—¡Dale! ¡V. quiere volvernos al estado natural!—Amigo barón: los trenes, las fiestas y los palacios son la riqueza de las clases trabajadoras. El magnate no come ocho veces al día. De todas sus riquezas apenas consume lo que su criado de V.—El resto es para la industria, para el comercio, para los artistas, para los menestrales.—Cada baile de esos que exaltan la bilis del liberal irreflexivo, llena de oro el bolsillo de los guanteros, de las modistas, de los sastres, de los tapiceros, de los cazadores, de los pescadores, de los confiteros, de los perfumistas... ¡Qué sé yo!—¡La función es para ellos!—Al cabo de la noche, V., que ha dado el baile, se halla con menos dinero en el bolsillo, fatigado de atender á todo el mundo y muerto de sueño, mientras que el comerciante se despierta muy gordo y colorado, y le cuenta á su costilla el gran negocio que hicieron el día anterior á costa de V.
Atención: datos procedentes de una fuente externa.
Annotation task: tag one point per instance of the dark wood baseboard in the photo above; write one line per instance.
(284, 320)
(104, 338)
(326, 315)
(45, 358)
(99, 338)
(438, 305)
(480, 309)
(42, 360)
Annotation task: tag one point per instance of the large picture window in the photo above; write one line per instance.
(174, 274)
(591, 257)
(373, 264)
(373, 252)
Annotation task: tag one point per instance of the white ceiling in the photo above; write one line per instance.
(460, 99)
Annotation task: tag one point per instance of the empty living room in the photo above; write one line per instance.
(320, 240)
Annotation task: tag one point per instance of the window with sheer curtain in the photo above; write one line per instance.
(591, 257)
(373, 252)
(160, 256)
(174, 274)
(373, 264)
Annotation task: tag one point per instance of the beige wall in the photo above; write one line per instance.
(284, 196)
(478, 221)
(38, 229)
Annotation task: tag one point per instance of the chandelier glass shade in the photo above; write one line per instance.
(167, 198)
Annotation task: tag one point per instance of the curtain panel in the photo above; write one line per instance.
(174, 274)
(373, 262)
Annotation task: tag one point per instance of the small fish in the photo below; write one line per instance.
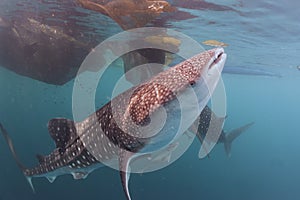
(215, 43)
(107, 136)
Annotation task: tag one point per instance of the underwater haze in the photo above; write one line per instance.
(261, 77)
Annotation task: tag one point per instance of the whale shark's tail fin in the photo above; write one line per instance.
(13, 151)
(232, 135)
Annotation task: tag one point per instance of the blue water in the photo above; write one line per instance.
(265, 160)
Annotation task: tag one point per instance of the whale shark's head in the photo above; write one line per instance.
(181, 91)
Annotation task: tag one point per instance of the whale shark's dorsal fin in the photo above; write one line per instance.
(62, 131)
(124, 160)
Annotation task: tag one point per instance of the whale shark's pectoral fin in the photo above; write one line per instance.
(51, 179)
(62, 131)
(80, 175)
(124, 159)
(29, 179)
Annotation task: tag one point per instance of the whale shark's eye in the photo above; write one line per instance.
(192, 83)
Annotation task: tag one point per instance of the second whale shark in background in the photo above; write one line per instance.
(115, 131)
(209, 120)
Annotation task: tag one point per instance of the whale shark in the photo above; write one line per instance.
(209, 120)
(115, 133)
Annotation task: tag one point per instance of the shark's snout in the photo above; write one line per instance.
(218, 57)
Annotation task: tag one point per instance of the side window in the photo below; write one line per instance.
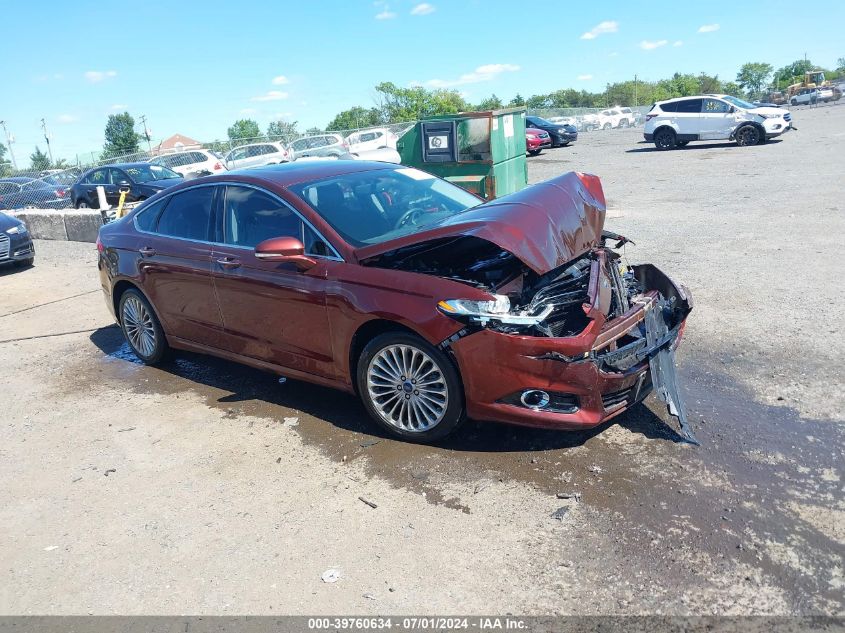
(251, 216)
(97, 177)
(188, 214)
(690, 106)
(715, 106)
(117, 176)
(146, 219)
—Señora: el Sr. Morón está en la sala.

—Que pase aquí.

—Siento haber comido fenomenal Marquesa...

—Lo creo... lo creo, Sr. D. Fermín; pues, según deciamos hace poco, no bastan todas las riquezas del mundo para comprar la dicha de comer dos veces seguidas.

Suspendida aquí la discusión, la Marquesa dijo, levantándose:

—Tomemos café, y entremos en la orden del día.—El folletinista de La Época tiene la palabra para describirnos el baile que dió anoche la condesa del Montijo.

—En efecto... (añadió Dolores), esa es la cuestión del día. Hoy no se habla de otra cosa en Madrid...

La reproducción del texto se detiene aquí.